BLOOD BATH was released by American International in 1966 on a double bill with Curtis Harrington's QUEEN OF BLOOD, where new and quickly-shot footage of John Saxon, Dennis Hopper, and Basil Rathbone was mixed in with scenes from the 1962 Soviet sci-fi epic A DREAM COME TRUE. Unusual for 1966, BLOOD BATH was in black & white since it still had to match OPERATION TITIAN, and it ran barely over an hour at just 62 minutes. When it came time to package the film in a syndication deal, AIP realized the film was too short. As a result, it was tweaked yet again, this time as TRACK OF THE VAMPIRE, with some scenes dropped and new footage added by Rothman, including two of the most blatant examples of pointless filler you'll ever see: a long and profoundly unsuspenseful foot chase, and an almost comically belabored five-minute interpretive dance sequence on a beach, with Saunders unconvincingly doubled by someone else. When that didn't add enough time, an entire subplot involving Magee's and Manja Golec's TITIAN characters is introduced in the final act, only with Magee badly redubbed to make it appear that he's a jealous husband convinced his wife (Golec) is having an affair with Sordi. These additional scenes got the film to 79 minutes, making TRACK OF THE VAMPIRE long enough to fit in a 90-minute time slot with commercials. Unlike Campbell, Magee was never called back for reshoots on any incarnation of BLOOD BATH (the future CLOCKWORK ORANGE co-star is uncredited in BLOOD BATH and TRACK OF THE VAMPIRE, and though he has a sizable role with the introduction of more TITIAN footage in TRACK, his appearance in BLOOD BATH is limited to one brief shot as a wax figure in Sordi's workshop), so it's not known how he felt about not being paid for three additional movies (four if you count Hill's never-released first cut of BLOOD BATH) or if he was even aware of it. TRACK OF THE VAMPIRE has enough deviations from BLOOD BATH that it should be regarded as its own stand-alone work as opposed to simply "the TV version of BLOOD BATH." Some of the shocking-for-the-time violence is toned down for TRACK, especially in the early murder of the character played by June 1962 Playmate of the Month Marissa Mathes.
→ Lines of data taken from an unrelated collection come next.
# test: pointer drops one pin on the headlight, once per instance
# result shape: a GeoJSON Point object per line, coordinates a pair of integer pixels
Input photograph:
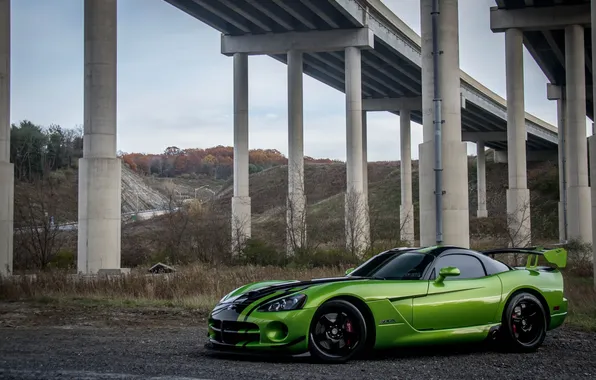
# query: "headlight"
{"type": "Point", "coordinates": [284, 304]}
{"type": "Point", "coordinates": [227, 295]}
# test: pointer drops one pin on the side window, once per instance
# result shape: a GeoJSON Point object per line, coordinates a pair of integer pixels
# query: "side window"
{"type": "Point", "coordinates": [469, 266]}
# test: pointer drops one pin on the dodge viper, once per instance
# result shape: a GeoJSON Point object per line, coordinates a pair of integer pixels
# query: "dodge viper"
{"type": "Point", "coordinates": [400, 297]}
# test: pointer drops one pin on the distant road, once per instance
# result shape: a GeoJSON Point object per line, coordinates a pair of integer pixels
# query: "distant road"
{"type": "Point", "coordinates": [142, 215]}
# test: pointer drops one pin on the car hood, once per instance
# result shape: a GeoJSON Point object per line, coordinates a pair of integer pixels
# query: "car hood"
{"type": "Point", "coordinates": [258, 290]}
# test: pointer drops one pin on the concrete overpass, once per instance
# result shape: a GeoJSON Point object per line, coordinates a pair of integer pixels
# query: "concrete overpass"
{"type": "Point", "coordinates": [391, 68]}
{"type": "Point", "coordinates": [559, 36]}
{"type": "Point", "coordinates": [357, 46]}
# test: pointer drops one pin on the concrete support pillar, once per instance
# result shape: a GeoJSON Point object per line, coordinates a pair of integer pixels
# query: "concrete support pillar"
{"type": "Point", "coordinates": [592, 142]}
{"type": "Point", "coordinates": [482, 212]}
{"type": "Point", "coordinates": [241, 206]}
{"type": "Point", "coordinates": [455, 223]}
{"type": "Point", "coordinates": [406, 208]}
{"type": "Point", "coordinates": [296, 203]}
{"type": "Point", "coordinates": [356, 218]}
{"type": "Point", "coordinates": [99, 169]}
{"type": "Point", "coordinates": [518, 194]}
{"type": "Point", "coordinates": [6, 168]}
{"type": "Point", "coordinates": [578, 200]}
{"type": "Point", "coordinates": [365, 156]}
{"type": "Point", "coordinates": [563, 168]}
{"type": "Point", "coordinates": [365, 171]}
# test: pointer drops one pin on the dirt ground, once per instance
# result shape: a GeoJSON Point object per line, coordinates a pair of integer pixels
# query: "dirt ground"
{"type": "Point", "coordinates": [75, 342]}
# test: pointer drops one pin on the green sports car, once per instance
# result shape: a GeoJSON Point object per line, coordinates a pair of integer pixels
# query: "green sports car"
{"type": "Point", "coordinates": [400, 297]}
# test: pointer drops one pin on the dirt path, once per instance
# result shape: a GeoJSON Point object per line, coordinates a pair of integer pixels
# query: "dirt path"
{"type": "Point", "coordinates": [71, 343]}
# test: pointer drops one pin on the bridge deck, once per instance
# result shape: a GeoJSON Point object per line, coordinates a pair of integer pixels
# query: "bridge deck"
{"type": "Point", "coordinates": [547, 47]}
{"type": "Point", "coordinates": [391, 69]}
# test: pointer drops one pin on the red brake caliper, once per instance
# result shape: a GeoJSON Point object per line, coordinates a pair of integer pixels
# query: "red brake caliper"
{"type": "Point", "coordinates": [348, 329]}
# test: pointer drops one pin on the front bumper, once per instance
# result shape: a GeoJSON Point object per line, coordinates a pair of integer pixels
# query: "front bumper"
{"type": "Point", "coordinates": [284, 332]}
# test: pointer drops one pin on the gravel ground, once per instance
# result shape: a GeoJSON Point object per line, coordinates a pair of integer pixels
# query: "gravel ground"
{"type": "Point", "coordinates": [154, 348]}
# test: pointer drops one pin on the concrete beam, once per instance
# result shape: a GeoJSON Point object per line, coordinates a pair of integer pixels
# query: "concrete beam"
{"type": "Point", "coordinates": [539, 18]}
{"type": "Point", "coordinates": [554, 92]}
{"type": "Point", "coordinates": [311, 41]}
{"type": "Point", "coordinates": [392, 104]}
{"type": "Point", "coordinates": [500, 156]}
{"type": "Point", "coordinates": [484, 136]}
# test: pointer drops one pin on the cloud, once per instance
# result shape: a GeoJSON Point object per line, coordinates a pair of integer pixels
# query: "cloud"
{"type": "Point", "coordinates": [175, 87]}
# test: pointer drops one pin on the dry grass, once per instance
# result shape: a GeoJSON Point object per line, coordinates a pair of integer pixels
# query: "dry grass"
{"type": "Point", "coordinates": [581, 294]}
{"type": "Point", "coordinates": [199, 287]}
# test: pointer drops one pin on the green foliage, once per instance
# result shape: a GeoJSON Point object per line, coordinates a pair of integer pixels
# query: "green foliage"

It's not really any better or worse than BLOOD BATH, though the interpretive dance scene, which rivals any extended MANOS: THE HANDS OF FATE driving scenes, has to be seen to be believed.

Though BLOOD BATH has a bit of a cult following and one of the more colorfully lurid one-sheet designs of the 1960s, neither it nor its three distantly-related cousins OPERATION TITIAN, PORTRAIT IN MURDER, and TRACK OF THE VAMPIRE are very good. Nevertheless, for any true cult horror fanatic, Arrow's Blu-ray box set is absolutely essential as the most thorough archiving of the complicated history of this particular Roger Corman project. The bonus features include interviews with Hill and Haig, but the big selling point is film historian and Video Watchdog big dog Tim Lucas' video essay "The Trouble with Titian," an 81-minute look at Corman in the early '60s and everything that went into the making of OPERATION TITIAN and its variant offshoots. BLOOD BATH is a Blu-ray package that's not really designed for the casual horror fan but rather, the hardcore obsessive who likely won't mind that the tangled and fascinating behind-the-scenes chronicle of the four films proves to be more interesting than the four films themselves.